CLINICAL PHARMACOLOGY

Mechaninsm of Action:

Lidocaine stabilizes the neuronal membrane by inhibiting the ionic fluxes required for the initiation and conduction of impulses, thereby effecting local anesthetic action. The onset of action is rapid.

Hemodynamics:

Excessive blood levels may cause changes in cardiac output, total peripheral resistance, and mean arterial pressure. These changes may be attributable to a direct depressant effect of the local anesthetic agent on various components of the cardiovascular system. The net effect is normally a modest hypotension when the recommended dosages are not exceeded.

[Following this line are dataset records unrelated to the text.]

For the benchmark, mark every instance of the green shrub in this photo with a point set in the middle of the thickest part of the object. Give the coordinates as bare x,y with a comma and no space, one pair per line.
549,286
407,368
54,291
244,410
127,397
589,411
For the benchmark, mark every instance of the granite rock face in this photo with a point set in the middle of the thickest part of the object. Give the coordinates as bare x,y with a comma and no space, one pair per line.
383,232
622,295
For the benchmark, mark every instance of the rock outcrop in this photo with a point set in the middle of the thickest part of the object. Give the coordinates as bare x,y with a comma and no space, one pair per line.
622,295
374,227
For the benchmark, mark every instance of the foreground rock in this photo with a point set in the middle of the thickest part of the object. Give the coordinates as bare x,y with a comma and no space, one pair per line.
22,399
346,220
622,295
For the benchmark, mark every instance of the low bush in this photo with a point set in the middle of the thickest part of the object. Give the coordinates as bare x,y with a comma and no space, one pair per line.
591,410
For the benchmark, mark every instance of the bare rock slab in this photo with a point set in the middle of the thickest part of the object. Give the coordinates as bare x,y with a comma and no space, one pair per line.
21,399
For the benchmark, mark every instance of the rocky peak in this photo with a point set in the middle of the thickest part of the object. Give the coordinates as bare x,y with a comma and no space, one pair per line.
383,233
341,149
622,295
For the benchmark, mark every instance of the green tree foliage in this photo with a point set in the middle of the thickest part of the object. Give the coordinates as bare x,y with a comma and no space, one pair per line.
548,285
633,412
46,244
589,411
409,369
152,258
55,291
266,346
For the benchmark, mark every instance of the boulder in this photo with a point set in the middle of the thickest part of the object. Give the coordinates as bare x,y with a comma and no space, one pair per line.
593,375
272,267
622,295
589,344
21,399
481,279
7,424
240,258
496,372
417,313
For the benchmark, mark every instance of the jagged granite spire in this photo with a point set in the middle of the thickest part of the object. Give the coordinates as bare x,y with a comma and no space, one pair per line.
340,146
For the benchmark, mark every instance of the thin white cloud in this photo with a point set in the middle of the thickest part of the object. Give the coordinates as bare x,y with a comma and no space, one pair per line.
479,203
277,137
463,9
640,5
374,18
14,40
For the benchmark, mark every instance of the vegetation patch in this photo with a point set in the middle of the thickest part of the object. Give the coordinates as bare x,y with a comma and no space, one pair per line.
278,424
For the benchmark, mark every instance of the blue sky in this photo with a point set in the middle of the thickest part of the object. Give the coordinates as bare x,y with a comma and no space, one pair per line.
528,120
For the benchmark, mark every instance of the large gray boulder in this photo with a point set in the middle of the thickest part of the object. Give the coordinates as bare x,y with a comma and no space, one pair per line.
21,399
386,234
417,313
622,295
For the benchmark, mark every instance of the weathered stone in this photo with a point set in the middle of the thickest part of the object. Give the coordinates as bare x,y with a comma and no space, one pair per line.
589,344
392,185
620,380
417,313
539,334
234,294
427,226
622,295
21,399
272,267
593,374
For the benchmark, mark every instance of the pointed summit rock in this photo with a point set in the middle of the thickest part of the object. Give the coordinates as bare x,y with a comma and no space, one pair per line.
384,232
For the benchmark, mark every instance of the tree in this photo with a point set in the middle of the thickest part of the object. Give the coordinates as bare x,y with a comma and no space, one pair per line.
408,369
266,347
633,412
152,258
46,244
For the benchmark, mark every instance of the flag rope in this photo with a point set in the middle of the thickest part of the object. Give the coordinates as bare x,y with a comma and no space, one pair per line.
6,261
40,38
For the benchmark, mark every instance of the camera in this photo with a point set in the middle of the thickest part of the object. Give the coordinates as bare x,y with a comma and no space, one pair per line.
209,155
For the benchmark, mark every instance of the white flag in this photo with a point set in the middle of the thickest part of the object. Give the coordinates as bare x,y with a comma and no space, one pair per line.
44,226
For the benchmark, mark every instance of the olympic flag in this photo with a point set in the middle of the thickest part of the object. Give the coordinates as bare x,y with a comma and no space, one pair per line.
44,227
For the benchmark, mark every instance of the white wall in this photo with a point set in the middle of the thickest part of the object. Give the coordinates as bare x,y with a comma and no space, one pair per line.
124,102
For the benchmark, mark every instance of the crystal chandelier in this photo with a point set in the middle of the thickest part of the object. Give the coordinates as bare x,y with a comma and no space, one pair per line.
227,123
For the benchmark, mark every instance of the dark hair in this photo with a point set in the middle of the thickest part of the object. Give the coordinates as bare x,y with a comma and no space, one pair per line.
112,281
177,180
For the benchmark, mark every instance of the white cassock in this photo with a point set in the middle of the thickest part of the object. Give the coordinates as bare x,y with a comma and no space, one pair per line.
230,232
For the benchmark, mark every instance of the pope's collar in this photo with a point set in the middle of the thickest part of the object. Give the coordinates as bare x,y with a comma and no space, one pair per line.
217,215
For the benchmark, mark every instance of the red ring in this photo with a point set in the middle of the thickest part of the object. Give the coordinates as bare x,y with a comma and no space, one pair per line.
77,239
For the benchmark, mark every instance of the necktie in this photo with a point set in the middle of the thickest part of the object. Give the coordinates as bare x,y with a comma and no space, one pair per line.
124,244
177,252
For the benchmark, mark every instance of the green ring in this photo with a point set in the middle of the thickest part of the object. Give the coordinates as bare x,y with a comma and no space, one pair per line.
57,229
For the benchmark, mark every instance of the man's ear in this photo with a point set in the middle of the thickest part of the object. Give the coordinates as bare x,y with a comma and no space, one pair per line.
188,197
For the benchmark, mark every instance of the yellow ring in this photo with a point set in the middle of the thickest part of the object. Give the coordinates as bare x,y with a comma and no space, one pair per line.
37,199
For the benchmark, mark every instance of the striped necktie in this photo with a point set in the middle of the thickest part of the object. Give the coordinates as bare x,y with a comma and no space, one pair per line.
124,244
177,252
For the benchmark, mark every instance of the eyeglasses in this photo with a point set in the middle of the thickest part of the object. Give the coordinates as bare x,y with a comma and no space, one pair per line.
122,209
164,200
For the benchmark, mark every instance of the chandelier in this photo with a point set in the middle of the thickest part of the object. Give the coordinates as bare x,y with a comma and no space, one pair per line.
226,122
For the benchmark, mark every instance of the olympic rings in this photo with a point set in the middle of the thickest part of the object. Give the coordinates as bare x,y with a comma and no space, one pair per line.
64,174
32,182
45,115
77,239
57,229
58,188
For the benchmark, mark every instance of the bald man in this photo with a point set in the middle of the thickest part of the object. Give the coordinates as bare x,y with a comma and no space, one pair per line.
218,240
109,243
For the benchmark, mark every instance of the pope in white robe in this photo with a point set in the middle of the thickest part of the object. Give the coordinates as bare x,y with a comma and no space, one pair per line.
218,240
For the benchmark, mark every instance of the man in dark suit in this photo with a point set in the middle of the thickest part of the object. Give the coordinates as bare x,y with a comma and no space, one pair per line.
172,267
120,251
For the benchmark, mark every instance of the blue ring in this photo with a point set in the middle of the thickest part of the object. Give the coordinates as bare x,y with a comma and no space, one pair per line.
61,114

Pharmacokinetics and Metabolism:

Lidocaine may be absorbed following topical administration to mucous membranes, its rate and extent of absorption depending upon concentration and total dose administered, the specific site of application, and duration of exposure. In general, the rate of absorption of local anesthetic agents following topical application occurs most rapidly after intratracheal administration. Lidocaine is also well-absorbed from the gastrointestinal tract, but little intact drug appears in the circulation because of biotransformation in the liver.
Lidocaine is metabolized rapidly by the liver, and metabolites and unchanged drug are excreted by the kidneys. Biotransformation includes oxidative N-dealkylation, ring hydroxylation, cleavage of the amide linkage, and conjugation. N-dealkylation,a major pathway of biotransformation, yields the metabolites monoethylglycinexylidide and glycinexylidide. The pharmacological/toxicological actions of these metabolites are similar to, but less potent than those of lidocaine. Approximately 90% of lidocaine administered is excreted in the form of various metabolites, and less than 10% is excreted unchanged. The primary metabolite in urine is a conjugate of 4-hydroxy-2, 6-dimethylaniline.
Studies have shown that peak blood levels of lidocaine may occur as early as 5 and as late as 30 minutes after endotracheal administration of a 4% lidocaine HCI solution.
The plasma binding of lidocaine is dependent on drug concentration, and the fraction bound decreases with increasing concentration. At concentrations of 1 to 4 μg of free base per mL, 60 to 80 percent of lidocaine is protein bound. Binding is also dependent on the plasma concentration of the alpha-1-acid glycoprotein.
Lidocaine crosses the blood-brain and placental barriers, presumably by passive diffusion.
Studies of lidocaine metabolism following intravenous bolus injections have shown that the elimination half-life of this agent is typically 1.5 to 2 hours. Because of the rapid rate at which lidocaine is metabolized, any condition that affects liver function may alter lidocaine kinetics. The half-life may be prolonged two-fold or more in patients with liver dysfunction. Renal dysfunction does not affect lidocaine kinetics but may increase the accumulation of metabolites.
Factors such as acidosis and the use of CNS stimulants and depressants affect the CNS levels of lidocaine required to produce overt systemic effects. Objective adverse manifestations become increasingly apparent with increasing venous plasmalevels above 6 μg free base per mL. In the rhesus monkey arterial blood levels of 18-21μg/mL have been shown to be threshold for convulsive activity.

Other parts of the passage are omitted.